Solidariedade, assim, é a pura atenção aos anseios da sociedade. É governar e legislar para todos, ciente da necessidade de atingir consensos e com a compreensão de que a recuperação do país, em todas as esferas, depende de decisões que não podem mais ser adiadas. Quando se repete tanto a urgência de mais racionalidade nos gastos públicos é justamente por essa razão. Só o equilíbrio fiscal é capaz de promover a retomada do crescimento e, assim, reduzir malefícios sociais como o desemprego e a pobreza. Qualquer vislumbre de uma melhoria significativa da qualidade de vida passa por uma condução mais sensata da economia. Gastar demais – e de forma sistemática – esgota qualquer possibilidade de justiça social. Reformar a Previdência é indispensável, portanto. Sair desse abismo é beneficiar o coletivo.

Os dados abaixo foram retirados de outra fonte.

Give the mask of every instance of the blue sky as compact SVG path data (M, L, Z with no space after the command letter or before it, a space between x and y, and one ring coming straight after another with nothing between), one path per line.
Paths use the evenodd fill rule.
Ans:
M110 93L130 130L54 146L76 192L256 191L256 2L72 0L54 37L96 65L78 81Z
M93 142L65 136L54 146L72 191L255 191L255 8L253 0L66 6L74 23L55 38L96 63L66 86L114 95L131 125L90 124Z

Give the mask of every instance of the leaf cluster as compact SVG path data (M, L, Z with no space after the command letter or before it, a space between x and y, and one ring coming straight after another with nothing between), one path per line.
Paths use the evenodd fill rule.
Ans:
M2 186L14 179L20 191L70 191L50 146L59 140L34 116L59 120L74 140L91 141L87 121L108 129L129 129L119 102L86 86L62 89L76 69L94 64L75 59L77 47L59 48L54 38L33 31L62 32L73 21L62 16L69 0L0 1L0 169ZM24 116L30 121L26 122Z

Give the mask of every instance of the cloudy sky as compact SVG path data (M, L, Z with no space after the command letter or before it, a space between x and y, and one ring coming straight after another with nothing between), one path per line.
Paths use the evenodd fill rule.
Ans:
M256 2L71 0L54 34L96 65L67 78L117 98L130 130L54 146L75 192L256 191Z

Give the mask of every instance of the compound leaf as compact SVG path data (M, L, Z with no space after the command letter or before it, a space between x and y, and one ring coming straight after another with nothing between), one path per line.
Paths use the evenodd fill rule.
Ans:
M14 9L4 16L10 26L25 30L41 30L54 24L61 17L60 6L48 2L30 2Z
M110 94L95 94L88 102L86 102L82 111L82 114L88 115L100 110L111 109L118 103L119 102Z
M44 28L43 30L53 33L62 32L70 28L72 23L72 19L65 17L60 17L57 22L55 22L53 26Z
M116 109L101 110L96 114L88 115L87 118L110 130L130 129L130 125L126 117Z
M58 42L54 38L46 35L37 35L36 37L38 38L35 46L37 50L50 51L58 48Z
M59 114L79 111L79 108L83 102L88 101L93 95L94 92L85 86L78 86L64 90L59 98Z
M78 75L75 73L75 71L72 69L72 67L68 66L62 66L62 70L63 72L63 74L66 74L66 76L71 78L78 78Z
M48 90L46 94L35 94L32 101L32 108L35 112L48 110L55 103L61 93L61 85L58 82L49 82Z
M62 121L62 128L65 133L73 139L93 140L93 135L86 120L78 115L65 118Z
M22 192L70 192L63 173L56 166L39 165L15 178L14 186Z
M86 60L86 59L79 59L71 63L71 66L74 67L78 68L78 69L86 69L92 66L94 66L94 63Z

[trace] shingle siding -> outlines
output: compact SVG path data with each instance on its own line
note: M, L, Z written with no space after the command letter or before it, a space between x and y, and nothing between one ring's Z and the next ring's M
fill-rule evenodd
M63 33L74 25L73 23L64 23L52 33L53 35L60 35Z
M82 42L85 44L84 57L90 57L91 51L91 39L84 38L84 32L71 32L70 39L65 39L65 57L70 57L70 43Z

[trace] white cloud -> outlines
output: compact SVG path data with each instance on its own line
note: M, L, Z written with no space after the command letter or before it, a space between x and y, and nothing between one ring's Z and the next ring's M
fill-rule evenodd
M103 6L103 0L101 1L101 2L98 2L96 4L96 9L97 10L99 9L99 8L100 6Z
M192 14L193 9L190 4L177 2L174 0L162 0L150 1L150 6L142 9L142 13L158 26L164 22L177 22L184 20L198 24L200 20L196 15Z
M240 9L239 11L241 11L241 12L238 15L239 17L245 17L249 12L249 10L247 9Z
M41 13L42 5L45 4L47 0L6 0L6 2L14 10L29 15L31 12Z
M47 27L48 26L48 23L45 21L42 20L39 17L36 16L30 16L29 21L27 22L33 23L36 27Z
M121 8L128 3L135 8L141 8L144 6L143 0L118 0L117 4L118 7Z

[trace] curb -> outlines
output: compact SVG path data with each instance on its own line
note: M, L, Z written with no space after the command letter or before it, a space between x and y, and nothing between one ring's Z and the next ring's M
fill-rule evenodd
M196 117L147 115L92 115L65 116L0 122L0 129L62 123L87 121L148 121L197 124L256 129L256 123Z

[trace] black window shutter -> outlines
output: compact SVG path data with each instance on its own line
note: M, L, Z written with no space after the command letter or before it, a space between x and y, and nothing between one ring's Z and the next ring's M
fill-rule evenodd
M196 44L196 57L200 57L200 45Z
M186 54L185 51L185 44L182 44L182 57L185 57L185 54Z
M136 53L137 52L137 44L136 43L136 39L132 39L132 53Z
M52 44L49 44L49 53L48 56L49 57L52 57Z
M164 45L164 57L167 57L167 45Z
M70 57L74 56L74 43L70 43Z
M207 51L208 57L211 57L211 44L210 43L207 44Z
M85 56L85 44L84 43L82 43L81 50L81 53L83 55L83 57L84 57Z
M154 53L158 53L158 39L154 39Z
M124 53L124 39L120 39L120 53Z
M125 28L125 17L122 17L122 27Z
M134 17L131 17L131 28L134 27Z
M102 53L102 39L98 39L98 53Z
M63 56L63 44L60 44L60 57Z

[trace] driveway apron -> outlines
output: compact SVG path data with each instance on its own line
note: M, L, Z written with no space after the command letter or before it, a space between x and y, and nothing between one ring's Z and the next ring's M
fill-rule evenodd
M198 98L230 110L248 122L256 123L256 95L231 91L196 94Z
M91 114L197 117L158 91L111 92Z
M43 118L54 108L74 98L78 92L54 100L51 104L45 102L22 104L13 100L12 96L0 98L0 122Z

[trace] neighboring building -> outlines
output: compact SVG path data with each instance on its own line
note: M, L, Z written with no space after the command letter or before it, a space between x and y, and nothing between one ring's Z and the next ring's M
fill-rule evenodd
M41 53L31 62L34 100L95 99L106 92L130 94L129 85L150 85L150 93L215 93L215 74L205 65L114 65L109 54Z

A solidariedade como parâmetro para a política pode ir além. Quando ela existe, pressupõe-se que esteja acompanhada do diálogo
Mas a solidariedade como parâmetro para a política pode ir além. Quando ela existe, pressupõe-se que esteja acompanhada do diálogo, tão em falta. Pois é a interlocução que possibilita os acordos, fundamentais no jogo democrático, principalmente quando há diferenças que parecem intransponíveis. Já faz algum tempo que o país vem se polarizando. 2018 foi mais um ano marcado pela barreira que dividiu famílias e afastou amigos. Muros foram erguidos, em mais um ano tingido pela intolerância, tão antagônica à solidariedade, e eles precisam ser derrubados.
Espera-se, portanto, que se viva uma transição para uma participação política saudável dos cidadãos, espelhados por lideranças que compreendam seu papel, com comportamento exemplar, sempre buscando fortalecer as instituições democráticas. E que também se solidarizem definitivamente com o próprio país, num Natal que dure bem mais que um dia.